Prior to yesterday's general release, journalists were allowed to hear the new half of HIStory only in strictly controlled laboratory conditions. Group listening sessions were arranged in a rehearsal room at the record company offices - a mini-drama of secrecy and paranoia which testified to the conviction of Epic Records, at least, that here was potentially flammable material, to be leaked with caution.

David Glew, the chairman of the Epic Records Group, announced in a press release that this was "an intensely personal record" and, by Jackson's standards, you would have to concede that it is. Up to now his writing has tended to centre on dancing, rarified love and fantasy scenarios seemingly clipped from comic-books. The new material (in particular "Scream", "They Don't Care About Us", "This Time Around", "DS" and "Tabloid Junkie", all sung at Jackson's most pent-up and throaty) does at least seem to feature things recognisably of this world.
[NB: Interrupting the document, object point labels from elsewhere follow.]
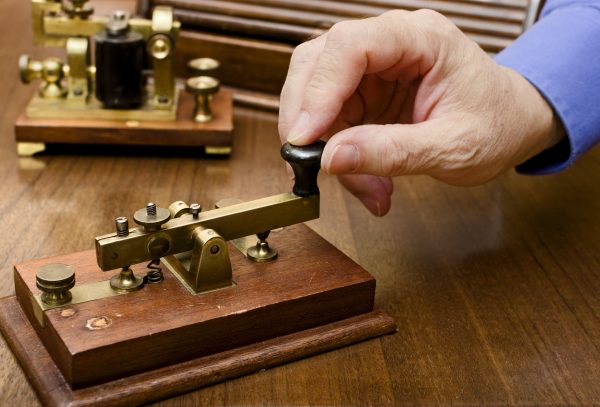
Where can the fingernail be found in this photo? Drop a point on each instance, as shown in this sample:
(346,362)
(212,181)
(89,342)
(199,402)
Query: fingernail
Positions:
(300,128)
(344,159)
(290,171)
(372,205)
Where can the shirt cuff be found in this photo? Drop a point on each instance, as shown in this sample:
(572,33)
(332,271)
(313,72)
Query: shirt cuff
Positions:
(560,56)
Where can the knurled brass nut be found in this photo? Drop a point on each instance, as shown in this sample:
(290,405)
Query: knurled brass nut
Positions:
(202,85)
(55,278)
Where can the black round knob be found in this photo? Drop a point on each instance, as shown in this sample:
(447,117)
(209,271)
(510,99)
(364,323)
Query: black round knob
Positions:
(306,163)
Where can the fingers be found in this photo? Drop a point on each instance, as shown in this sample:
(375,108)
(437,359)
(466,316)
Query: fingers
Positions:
(392,44)
(387,150)
(300,71)
(374,192)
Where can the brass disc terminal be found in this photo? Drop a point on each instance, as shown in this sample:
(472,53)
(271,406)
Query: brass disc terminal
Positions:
(55,280)
(204,66)
(52,71)
(202,87)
Even so, it would be stretching things to claim that this album dealt openly with the Jordan Chandler case and all that followed. What the lyrics confront is rather the emotional residue of those events; which is to say anger, bitterness and a general sense of being hard done by which you may find hard to swallow coming from one of the wealthiest men in the world. "Jew me, sue me," he rants, "everybody do me". We are some way from "T-t-t thriller!"

The entire package could be very simply read as an enormously costly boat-steadying operation. That statue, which appears on the sleeve, was evidently inspired by the Monument to Victory in Volgograd, Russia (though, with its bluey-grey, moulded appearance, it has the possibly inadvertent effect of making Jackson look like something that fell out of the Rice Krispies). Initially it seems odd that one of the most lithe bodies in the history of dance should choose to develop an image of itself cast in clumsy stone. But on reflection, given what has gone on, maybe it's more expedient for Jackson to appear monolithic rather than physically louche right now.
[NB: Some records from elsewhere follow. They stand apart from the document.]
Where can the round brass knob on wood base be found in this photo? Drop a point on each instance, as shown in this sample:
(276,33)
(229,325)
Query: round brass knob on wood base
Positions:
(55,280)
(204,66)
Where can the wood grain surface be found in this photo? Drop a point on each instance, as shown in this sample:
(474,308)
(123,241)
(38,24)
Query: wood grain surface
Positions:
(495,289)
The resumption of normal service continues in the thick accompanying booklet which contains pictures of Jackson with some well-connected pals - with the Clintons, Bill and Hillary, and with the Reagans, Ronald and Nancy, though not, oddly, with the Mice, Mickey and Minnie, with whom Jackson spent a lot of time round the launch of Dangerous. There are also lavish character references from the late Jacqueline Kennedy Onassis, Steven Spielberg and Elizabeth Taylor. This is impressive, though one wonders whether, if one was in the market for testaments to one's own uncomplicated worldliness, these would necessarily be the first people one would call on.
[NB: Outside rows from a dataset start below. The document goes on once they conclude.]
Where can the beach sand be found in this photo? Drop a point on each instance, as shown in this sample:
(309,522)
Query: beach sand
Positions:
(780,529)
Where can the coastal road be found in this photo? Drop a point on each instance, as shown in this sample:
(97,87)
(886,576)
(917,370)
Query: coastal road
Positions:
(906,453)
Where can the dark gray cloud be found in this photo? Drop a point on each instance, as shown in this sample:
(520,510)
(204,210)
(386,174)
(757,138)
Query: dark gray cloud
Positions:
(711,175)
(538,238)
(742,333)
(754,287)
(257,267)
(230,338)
Musically, the album is considerably less hard work than the mostly noisy and ugly Dangerous. The three co-productions with Jam & Lewis are closest to that record in spirit - one-chord jams with tin drums and electronic bangs and crunches. Other tracks branch our further. "History" manages somehow to shift from sampled passages of military marching music into a sweet chorus which McCartney would have been chuffed with. Still, the proximity of those greatest hits serves to remind how much the distinctiveness in the way Jackson used to sound was down to the producer Quincy Jones, who worked on Off the Wall, Thriller and Bad. It's no surprise that HIStory's most blissful track - "Money", the rhythm track of which bumps gently against a fabulous bank of soft harmonies - harks directly back in both feel and chords to "Don't Stop 'Til You Get Enough".

Of course, one can quibble like this, but in the end, for anyone curious about Jackson this album is unmissable. Even its terrible moments tend to have a hilarious pay-load; like the lush, Elton John-like anthem "Earth Song", in which Jackson is moved to ask: "What about elephants? Have we lost their trust?" And like the richly strung "Childhood", in which Jackson impersonates Streisand doing "Evergreen". "It's been my fate," he sings, "to compensate for the childhood I've never known." Hard to believe this is a Jackson composition; it's bad enough to be a Lloyd Webber. But you would be sorry never to have heard it.

To wavering prospective buyers, one can only say: take the plunge. At least you'll get the old ones. You could try to ignore it, but there are cardboard statues the world over defying you to do so.